Lotte Laserstein and Her Contemporaries in Pre-War Berlin

Lotte Laserstein (1898-1993) is a painter of the “lost generation”, who had their breakthrough between the two world wars and were no longer noticed in Germany after 1945.
After studying at the Akademische Hochschule für Bildenden Künste in Berlin, her career began in 1931 at the latest with her 1st solo exhibition at the Gurlitt Gallery, Berlin and participation in the Große Berliner Kunstausstellung at the Belvue Palace. From 1933 onwards, the Nazis made it increasingly difficult and later impossible for her to work because of her Jewish origins. In 1937 she emigrated to Sweden, where she lived until her death.
In 2003, her work was comprehensively presented at the Verborgene Museum (Berlin) to a broad public for a first time. Entitled “Lotte Laserstein. Face to Face”, a major museum exhibition in cooperation with the Städel Museum in Frankfurt and the Berlinische Galerie followed in 2018/19.
Her impressive portraits show images of the modern woman.

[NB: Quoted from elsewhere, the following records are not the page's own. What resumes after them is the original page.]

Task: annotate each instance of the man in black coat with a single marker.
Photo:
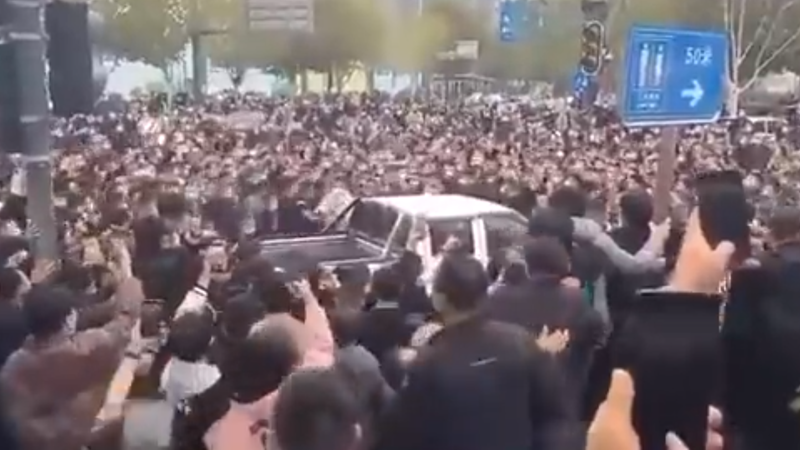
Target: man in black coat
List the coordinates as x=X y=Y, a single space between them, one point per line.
x=544 y=301
x=761 y=332
x=479 y=384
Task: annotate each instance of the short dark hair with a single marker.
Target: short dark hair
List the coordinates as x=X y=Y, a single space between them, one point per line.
x=316 y=410
x=462 y=280
x=190 y=335
x=386 y=283
x=172 y=205
x=569 y=200
x=636 y=207
x=10 y=282
x=554 y=223
x=546 y=255
x=46 y=309
x=258 y=364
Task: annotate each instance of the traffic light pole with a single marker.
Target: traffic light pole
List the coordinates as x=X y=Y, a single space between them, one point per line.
x=28 y=35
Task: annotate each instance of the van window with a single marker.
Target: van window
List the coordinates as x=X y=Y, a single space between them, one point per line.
x=441 y=230
x=400 y=238
x=503 y=230
x=373 y=221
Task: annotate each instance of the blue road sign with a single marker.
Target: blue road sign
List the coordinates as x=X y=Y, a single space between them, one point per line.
x=673 y=76
x=513 y=20
x=580 y=83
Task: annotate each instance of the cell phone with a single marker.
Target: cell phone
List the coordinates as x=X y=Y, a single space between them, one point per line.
x=723 y=210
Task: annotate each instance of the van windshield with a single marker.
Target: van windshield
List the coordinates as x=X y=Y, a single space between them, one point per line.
x=369 y=220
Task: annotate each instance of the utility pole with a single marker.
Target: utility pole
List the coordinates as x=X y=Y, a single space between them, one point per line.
x=28 y=36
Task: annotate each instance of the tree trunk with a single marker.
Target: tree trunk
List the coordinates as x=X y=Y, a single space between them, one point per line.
x=330 y=79
x=303 y=81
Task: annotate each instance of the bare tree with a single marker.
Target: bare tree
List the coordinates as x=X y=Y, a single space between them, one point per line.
x=758 y=41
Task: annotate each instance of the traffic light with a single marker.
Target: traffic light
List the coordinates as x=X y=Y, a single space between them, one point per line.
x=10 y=128
x=592 y=37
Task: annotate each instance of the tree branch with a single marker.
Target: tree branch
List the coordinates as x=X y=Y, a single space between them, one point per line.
x=740 y=26
x=780 y=49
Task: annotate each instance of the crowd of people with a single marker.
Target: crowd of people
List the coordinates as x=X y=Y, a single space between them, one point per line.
x=162 y=325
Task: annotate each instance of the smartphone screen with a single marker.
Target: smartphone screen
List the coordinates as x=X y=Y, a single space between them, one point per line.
x=723 y=209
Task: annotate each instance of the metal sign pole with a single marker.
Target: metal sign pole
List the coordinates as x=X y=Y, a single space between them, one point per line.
x=29 y=38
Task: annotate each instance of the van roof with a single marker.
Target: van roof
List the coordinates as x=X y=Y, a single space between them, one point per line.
x=441 y=206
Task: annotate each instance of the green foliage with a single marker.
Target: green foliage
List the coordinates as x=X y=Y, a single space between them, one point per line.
x=152 y=31
x=377 y=33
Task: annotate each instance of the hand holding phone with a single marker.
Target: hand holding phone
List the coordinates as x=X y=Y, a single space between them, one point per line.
x=724 y=213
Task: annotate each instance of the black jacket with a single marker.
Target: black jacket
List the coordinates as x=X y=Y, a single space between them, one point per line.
x=13 y=330
x=672 y=347
x=543 y=301
x=479 y=385
x=383 y=328
x=621 y=288
x=762 y=331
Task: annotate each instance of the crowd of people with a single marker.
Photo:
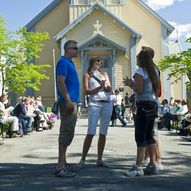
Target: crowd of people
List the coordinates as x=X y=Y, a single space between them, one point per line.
x=104 y=105
x=102 y=101
x=27 y=115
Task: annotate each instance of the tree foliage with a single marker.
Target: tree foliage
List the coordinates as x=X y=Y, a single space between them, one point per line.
x=17 y=56
x=178 y=64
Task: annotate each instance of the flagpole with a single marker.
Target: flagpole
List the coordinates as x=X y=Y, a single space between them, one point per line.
x=54 y=65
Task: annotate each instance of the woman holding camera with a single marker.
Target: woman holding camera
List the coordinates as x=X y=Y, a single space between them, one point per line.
x=146 y=85
x=97 y=85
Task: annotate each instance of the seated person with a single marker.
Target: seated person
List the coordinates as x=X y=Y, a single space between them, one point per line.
x=20 y=112
x=6 y=116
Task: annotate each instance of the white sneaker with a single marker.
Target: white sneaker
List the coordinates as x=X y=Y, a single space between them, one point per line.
x=159 y=166
x=145 y=162
x=135 y=171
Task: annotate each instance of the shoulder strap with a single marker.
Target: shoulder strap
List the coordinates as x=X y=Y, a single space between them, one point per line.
x=91 y=74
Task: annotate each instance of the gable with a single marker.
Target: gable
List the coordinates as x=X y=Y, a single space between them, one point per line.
x=108 y=29
x=94 y=8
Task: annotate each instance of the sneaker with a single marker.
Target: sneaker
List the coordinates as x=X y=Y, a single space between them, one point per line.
x=135 y=171
x=101 y=163
x=64 y=172
x=79 y=166
x=150 y=170
x=1 y=141
x=145 y=162
x=159 y=166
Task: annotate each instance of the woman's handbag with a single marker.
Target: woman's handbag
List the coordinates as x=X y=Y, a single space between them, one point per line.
x=55 y=108
x=151 y=111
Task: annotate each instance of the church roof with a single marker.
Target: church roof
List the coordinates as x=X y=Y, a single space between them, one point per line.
x=103 y=39
x=89 y=11
x=42 y=14
x=52 y=5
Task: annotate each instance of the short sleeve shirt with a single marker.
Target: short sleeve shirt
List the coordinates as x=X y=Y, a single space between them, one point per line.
x=65 y=67
x=148 y=92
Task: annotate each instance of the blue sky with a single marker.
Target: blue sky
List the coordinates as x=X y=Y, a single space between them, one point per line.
x=17 y=13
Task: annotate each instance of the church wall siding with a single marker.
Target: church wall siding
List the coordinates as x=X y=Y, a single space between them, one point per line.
x=51 y=23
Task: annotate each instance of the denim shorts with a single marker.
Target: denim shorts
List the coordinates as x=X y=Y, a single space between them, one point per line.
x=67 y=125
x=99 y=111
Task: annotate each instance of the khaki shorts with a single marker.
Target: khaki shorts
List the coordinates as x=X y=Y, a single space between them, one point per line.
x=67 y=125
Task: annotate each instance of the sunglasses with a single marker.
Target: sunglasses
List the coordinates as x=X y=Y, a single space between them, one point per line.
x=74 y=48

Stylistically, she moves between Realism and New Objectivity, whereby especially the comparison with the latter underlines the independence of her realism

In 2023, we will juxtapose an extensive selection of Lotte Laserstein's works with those of her Berlin contemporaries, thus initiating an exciting dialogue. Among them are works by Käthe Kollwitz, with whom Laserstein worked on the board of the Verein Berliner Künstlerinnen, and Max Liebermann, who as president of the Prussian Academy of Arts opposed rigid academism, from which Laserstein ultimately also benefited.

Berlin was the most vital art centre of the interwar period. A fine selection of works by Georg Kolbe, George Grosz, Ernst Ludwig Kirchner, Erich Heckel, Gabriele Münter, Karl Schmidt-Rottluff, Emil Nolde and others bears witness to this.